The Diversity domain is very helpfully vague. It does not proscribe diversity as being different from the “norm”, but rather different from others generally. This is in opposition to a common definition of diverse that means Black. Further, a person cannot be diverse, but a group of people can be diverse. In these ways the TTSJS Diversity domain gets it.

 I do wish it was more descriptive about the different axes of diversity that exist, instead of leaving it vague at “identity groups.” This is a vagueness that leads to tolerance, sure, but tolerance, to me, is not a satisfactory end goal. I hope the Justice and Action Domains do more to help students understand their responsibilities to work toward freedom for all people, not just tolerance.

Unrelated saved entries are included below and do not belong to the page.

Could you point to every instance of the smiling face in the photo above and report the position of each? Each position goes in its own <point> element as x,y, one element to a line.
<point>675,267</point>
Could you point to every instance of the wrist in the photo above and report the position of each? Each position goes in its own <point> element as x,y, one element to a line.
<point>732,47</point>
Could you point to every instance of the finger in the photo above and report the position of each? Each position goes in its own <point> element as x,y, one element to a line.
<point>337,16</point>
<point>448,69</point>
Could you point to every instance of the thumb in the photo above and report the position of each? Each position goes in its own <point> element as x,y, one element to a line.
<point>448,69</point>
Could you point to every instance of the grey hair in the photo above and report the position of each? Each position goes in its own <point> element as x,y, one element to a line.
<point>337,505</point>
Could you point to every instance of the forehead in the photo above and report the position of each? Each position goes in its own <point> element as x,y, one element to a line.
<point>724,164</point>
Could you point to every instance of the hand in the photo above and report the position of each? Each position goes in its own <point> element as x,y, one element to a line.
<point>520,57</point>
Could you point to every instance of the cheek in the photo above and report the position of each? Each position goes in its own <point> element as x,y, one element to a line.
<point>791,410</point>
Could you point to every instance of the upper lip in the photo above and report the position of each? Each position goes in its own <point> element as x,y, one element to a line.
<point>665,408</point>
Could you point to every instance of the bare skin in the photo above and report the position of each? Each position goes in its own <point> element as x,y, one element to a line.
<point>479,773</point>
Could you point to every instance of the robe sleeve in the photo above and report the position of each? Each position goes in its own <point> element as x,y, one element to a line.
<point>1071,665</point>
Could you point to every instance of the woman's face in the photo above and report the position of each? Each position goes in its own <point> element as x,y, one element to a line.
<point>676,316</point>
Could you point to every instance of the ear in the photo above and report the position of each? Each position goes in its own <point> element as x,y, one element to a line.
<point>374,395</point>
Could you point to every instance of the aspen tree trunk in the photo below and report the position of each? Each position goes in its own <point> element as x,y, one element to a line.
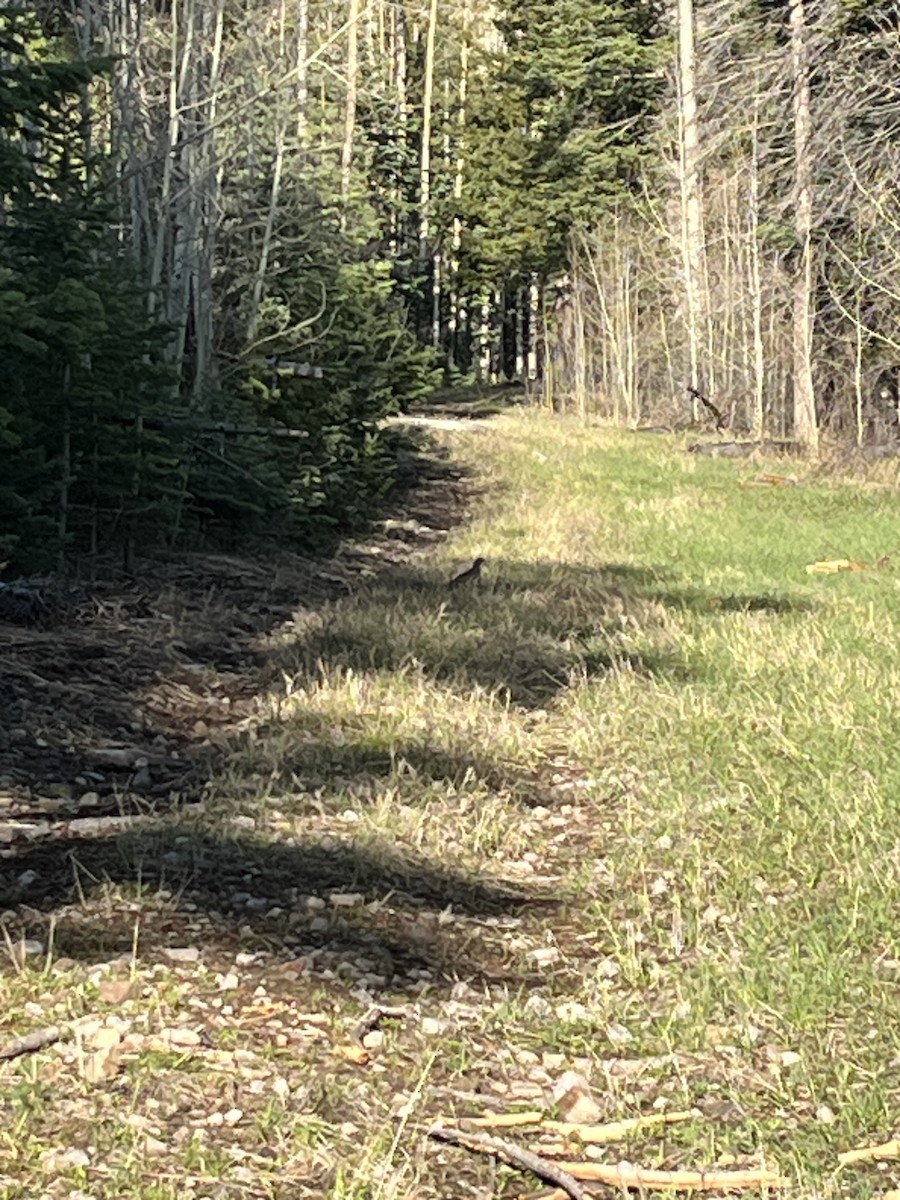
<point>425,160</point>
<point>303,70</point>
<point>457,303</point>
<point>759,359</point>
<point>208,187</point>
<point>349,118</point>
<point>804,399</point>
<point>693,257</point>
<point>399,33</point>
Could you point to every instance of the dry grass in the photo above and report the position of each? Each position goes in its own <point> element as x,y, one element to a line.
<point>633,807</point>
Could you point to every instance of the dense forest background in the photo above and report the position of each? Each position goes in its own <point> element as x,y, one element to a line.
<point>234,237</point>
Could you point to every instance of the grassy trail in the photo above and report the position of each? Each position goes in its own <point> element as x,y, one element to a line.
<point>630,807</point>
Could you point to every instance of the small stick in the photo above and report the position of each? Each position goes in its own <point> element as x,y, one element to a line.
<point>507,1120</point>
<point>30,1043</point>
<point>616,1131</point>
<point>624,1175</point>
<point>516,1157</point>
<point>865,1153</point>
<point>378,1013</point>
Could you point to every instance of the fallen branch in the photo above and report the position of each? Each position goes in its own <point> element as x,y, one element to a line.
<point>31,1042</point>
<point>513,1155</point>
<point>869,1153</point>
<point>718,417</point>
<point>624,1175</point>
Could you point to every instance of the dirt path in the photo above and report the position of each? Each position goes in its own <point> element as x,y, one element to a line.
<point>120,705</point>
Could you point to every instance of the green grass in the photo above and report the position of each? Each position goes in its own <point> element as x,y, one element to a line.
<point>651,743</point>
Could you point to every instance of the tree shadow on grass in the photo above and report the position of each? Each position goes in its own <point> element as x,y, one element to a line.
<point>166,676</point>
<point>245,894</point>
<point>525,633</point>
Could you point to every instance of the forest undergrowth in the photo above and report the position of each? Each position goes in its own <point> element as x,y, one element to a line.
<point>375,855</point>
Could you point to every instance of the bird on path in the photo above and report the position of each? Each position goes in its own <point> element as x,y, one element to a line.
<point>468,576</point>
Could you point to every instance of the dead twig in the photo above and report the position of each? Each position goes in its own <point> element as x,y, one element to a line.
<point>869,1153</point>
<point>624,1175</point>
<point>513,1155</point>
<point>30,1043</point>
<point>378,1013</point>
<point>616,1131</point>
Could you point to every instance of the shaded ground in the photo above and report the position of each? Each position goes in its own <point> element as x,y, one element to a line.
<point>306,856</point>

SpaceBox is a tool that supports the development of the Diversity domain by including a diverse array of characters that students learn about and interact with. SIS astronauts are from all over the African Diaspora, have mixed ethnicities, different educational backgrounds, a range of gender identities, and a gamut of hobbies and work experiences. An astute educator can invite discussion about  the social, cultural, political and historical contexts that could have created or limited the diversity represented in SpaceBox. This, of course, can lead to discussions about diversity in their classrooms and schools

No matter the identity of the student participating in SpaceBox, there are opportunities to check implicit biases and consider that Black folks, that scientists, that fill-in-the-blank group, are not a monolith. This is a fundamental step in “building empathy, respect, understanding and connection,” necessary prerequisites in working toward liberation of all people.

-Parker Miles

Parker Miles is a Ph.D. candidate in Education Policy Analysis at the University of Michigan. His academic interests include youth's cyborg literacies and experiences interacting with the digital and its discourses.